El misterioso encanto de Freddy Krueger
Frederick Charles Krueger (Freddy para los amigos) es, sin duda alguna, un icono de la historia del celuloide. Este villano lascivo, irónico e inquietante a partes iguales, y al que nunca podemos disociar de su arma de guerra —ese inolvidable guante con cuchillas bien afiladas— ni de su dañino inmiscuir en los sueños de los adolescentes de Elm Street —y de Estados Unidos y el mundo entero—, reúne unas características que hacen que su ficticia existencia sea merecedora de concretas reflexiones.
Todo amante del cine de terror que se precie sabe que Freddy Krueger cae simpático: asusta, sí, pero una de sus mayores virtudes, que además le dota de una potente idiosincrasia, es que la gente le adora, bien portando camisetas con su imagen, bien colgando pósteres en las paredes de su habitación o bien comprando sus muñecos u otro tipo de mercadería. Su cara desfigurada por el fuego amedrenta como pocas, pero su humor negro provoca por igual una carcajada incontenible; el violento y homicida acoso onírico al que somete a sus víctimas acongoja, pero su sombrero y su jersey son ya parte del imaginario posmoderno. En fin, nadie que aprecie algo su vida se quedaría a solas con este individuo, pero cuando ejerce su papel en la ficción a veces hasta nos produce pena que muera.
Sin embargo, la celebridad de Freddy trasciende el fetichismo y la idolatría del apasionado del cine de terror y es habitual que muchas personas citen a Pesadilla en Elm Street (y toda la franquicia) como una de sus películas favoritas de terror, y a Freddy como un personaje ciertamente inolvidable y que, además, mola.
No pretendo preocupar a nadie, ya que yo mismo habría de ser el primero en preguntarse «¿por qué?», pero no deja de sorprender que un villano, asesino y torturador de adolescentes, se transforme en un individuo con indulgente reconocimiento social. Hay muchos otros villanos del cine de terror que han pasado también a formar parte de la iconografía popular contemporánea, como Jason Voorhees, Michael Myers, Frankenstein, los xenomorfos, Jack Torrance, zombis de todas latitudes, demonios katnarianos y un largo etcétera. En algunos casos por razones obvias, ya que se trata de personajes que actúan con maldad en acuerdo a una afrenta moral y humana anterior, y en otros simplemente por su innata capacidad para atemorizarnos.

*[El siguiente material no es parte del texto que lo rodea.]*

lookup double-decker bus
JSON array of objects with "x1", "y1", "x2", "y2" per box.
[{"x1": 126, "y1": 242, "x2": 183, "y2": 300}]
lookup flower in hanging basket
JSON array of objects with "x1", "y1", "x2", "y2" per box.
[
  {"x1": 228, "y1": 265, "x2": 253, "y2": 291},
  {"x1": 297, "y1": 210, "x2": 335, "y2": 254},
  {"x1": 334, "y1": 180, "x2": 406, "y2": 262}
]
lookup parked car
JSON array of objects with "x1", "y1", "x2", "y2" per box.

No obstante, el caso de Freddy reviste un carácter especial, ya que es anormalmente celebérrimo. Aunque La cosa de John Carpenter sea una de las mejores películas de terror que existan, si se pregunta por la calle a cualquier persona no sabrá de qué le hablas si se la nombras, pero reconocerá instantáneamente a Freddy Krueger en cuanto oiga su nombre; el panadero de tu barrio nada te podrá decir sobre Candyman o los 2001 maníacos, pero sí estará al tanto de las andanzas del calderero de la central eléctrica de Elm Street —o bedel de la guardería en la versión de 2010—.

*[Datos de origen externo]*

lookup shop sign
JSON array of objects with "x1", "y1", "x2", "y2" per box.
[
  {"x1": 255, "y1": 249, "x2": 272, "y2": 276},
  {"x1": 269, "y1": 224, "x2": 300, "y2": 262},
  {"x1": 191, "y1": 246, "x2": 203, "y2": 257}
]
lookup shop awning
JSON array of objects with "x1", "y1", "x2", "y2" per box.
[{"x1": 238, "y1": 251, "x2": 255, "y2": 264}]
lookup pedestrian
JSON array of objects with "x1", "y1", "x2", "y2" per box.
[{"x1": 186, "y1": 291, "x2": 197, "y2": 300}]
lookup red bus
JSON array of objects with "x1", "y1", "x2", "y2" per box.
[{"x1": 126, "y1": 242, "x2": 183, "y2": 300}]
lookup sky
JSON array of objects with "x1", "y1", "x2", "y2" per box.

La incógnita ante dicha popularidad es más quisquillosa cuando recordamos un hecho muchas veces olvidado: Freddy era un asesino de niños, y probablemente un pederasta. Así que llevamos camisetas de un hombre del saco, colgamos pósteres en nuestras habitaciones de un torturador de infantes y compramos muñecos de alguien que se excita sexualmente con un sonajero. Además, la idolatría la vertimos también hacia alguien que tiene la capacidad no solo de aparecerse dentro de los sueños, sino también de poder actuar con total libertad física para rajarnos, acuchillarnos, comernos, ahogarnos o cortarnos como una pizza en la que previamente nos ha añadido como una aceituna, convirtiendo así el sueño en pesadilla.
La respuesta a la interrogante no es sencilla, pero esté tal vez relacionada con una pasajera afección a pulsiones primitivas ocultas de manera subrepticia en el fondo de nuestra, más que nunca, conciencia humana: amar lo que tememos, temer lo que amamos. Bueno, con eso, y con la tendencia a elevar al trono de la popularidad a todo aquello que rezume muerte, salvajismo y excentricidad que tiene nuestra época; o también, simplemente, por pura mercadotecnia.

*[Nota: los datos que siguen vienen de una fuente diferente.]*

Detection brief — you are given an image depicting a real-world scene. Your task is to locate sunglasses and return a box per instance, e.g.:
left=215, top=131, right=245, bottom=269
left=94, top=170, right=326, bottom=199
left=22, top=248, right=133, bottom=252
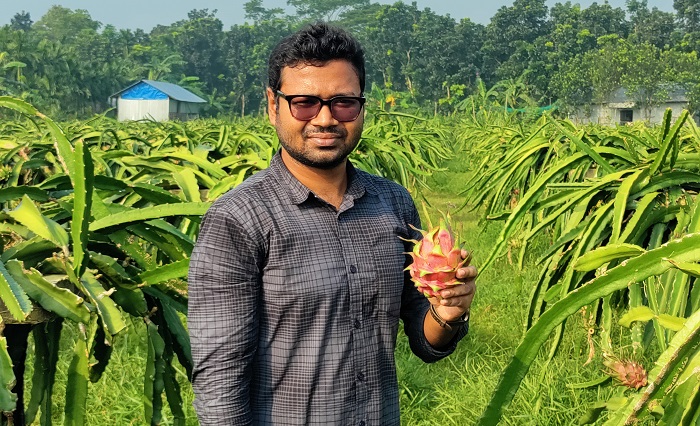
left=277, top=90, right=365, bottom=122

Sea como fuere, Freddy cae bien; nos hace tanto reír como gritar, tanto provoca un gesto de disgusto como una sonrisa tímida, mata a la vez que libera…: nos desprecia y le queremos; destripa a los más pequeños y nos compramos su sombrero; nos abre en canal y le ofrecemos un intestino a modo de tapa. Lo que tiene que preocupar no es Freddy, no os engañéis, sino nosotros mismos… ¡Aunque tampoco es para tanto!